Pop me a cork, french me a fry
Crack me a nut, bring a bowl full of bon-bons
Chill me some wine, keep standing by
Just entertain me, champagne me
Show me you love me, kid glove me
Best way to cheer me, cashmere me
I’m getting hungry, peel me grape

Here’s how to be an agreeable chap
Love me and leave me in luxury’s lap
Hop when I holler, skip when I snap
When I say, “do it,” jump to it

Send out for scotch, boil me a crab
Cut me a rose, make my tea with the petals
Just hang around, pick up the tab
Never out think me, just mink me
Polar bear rug me, don’t bug me
New Thunderbird me, you heard me
I’m getting hungry, peel me a grape

There you go, guys. That’s the Cliffs Notes to forty years of subscriptions to Cosmo. Make it so, and get your own Marilyn Monroe to read your book upside-down on your couch.

Blossom Dearie on Amazon

5 Responses

  1. I think the archetype for that may have been Lauren Bacall. Saw her once on a talk show. In the course of the conversation, "…put your lips together and blow." Came up. She did the entire scene, and I would have followed her to the ends of the earth thru hell itself.

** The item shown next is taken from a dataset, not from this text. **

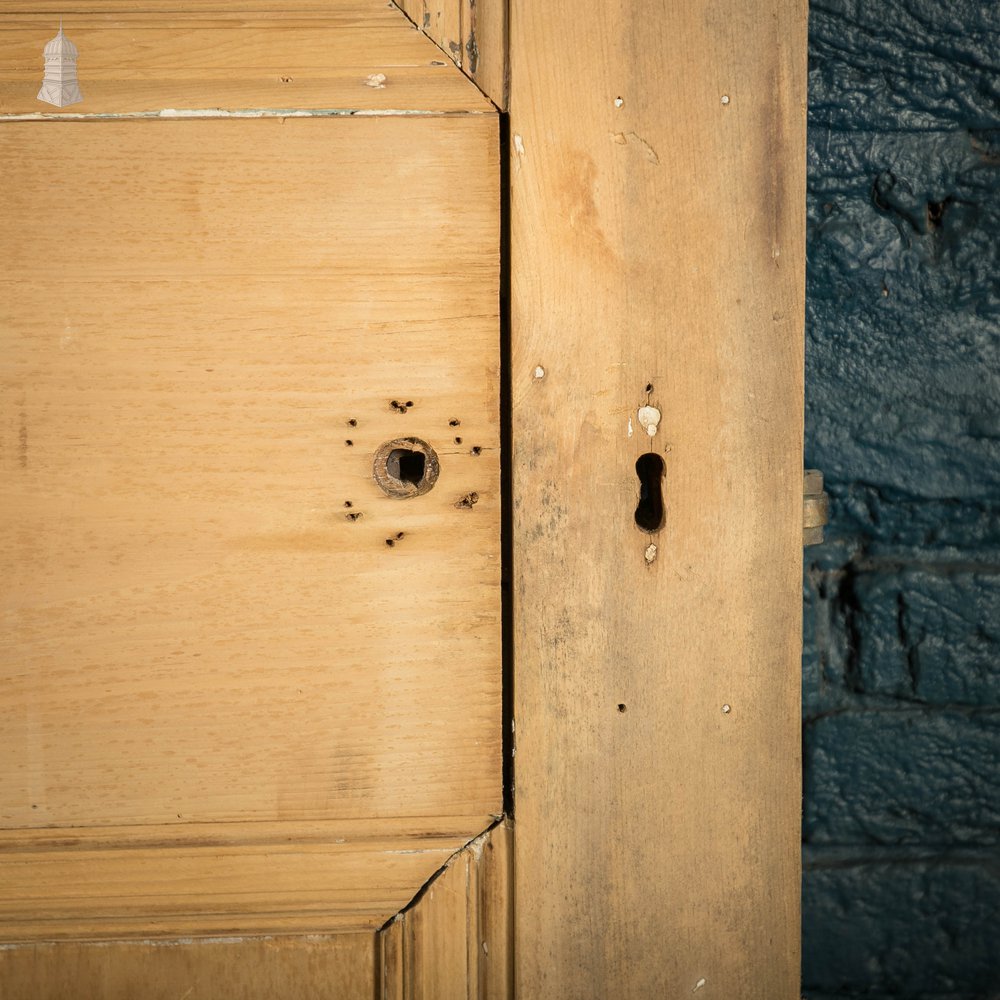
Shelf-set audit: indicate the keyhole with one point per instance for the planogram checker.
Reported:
(406, 466)
(649, 511)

    And she was in her early 70s.

    Wow

  2. I don't shrink my music and listen to it with "buds," but if I did, Blossom Dearie would show every tenth song or so (along with Gene Harris).

  3. When I was a kid, I can remember my mom saying to my dad, "Why don't you peel me a grape?" And then they'd both laugh.

    I thought it was a little funny, but didn't really understand it. I think I just got a clue. 😉

  4. One of the things I love about this lady is that she resists the urge(?) to simper while singing this song. The girlish voice is amazing. The face of an old lady aping a young dish while singing with that voice would have pushed it into nightmare. Thank you Blossom Dearie for what you did but also for what you didn't.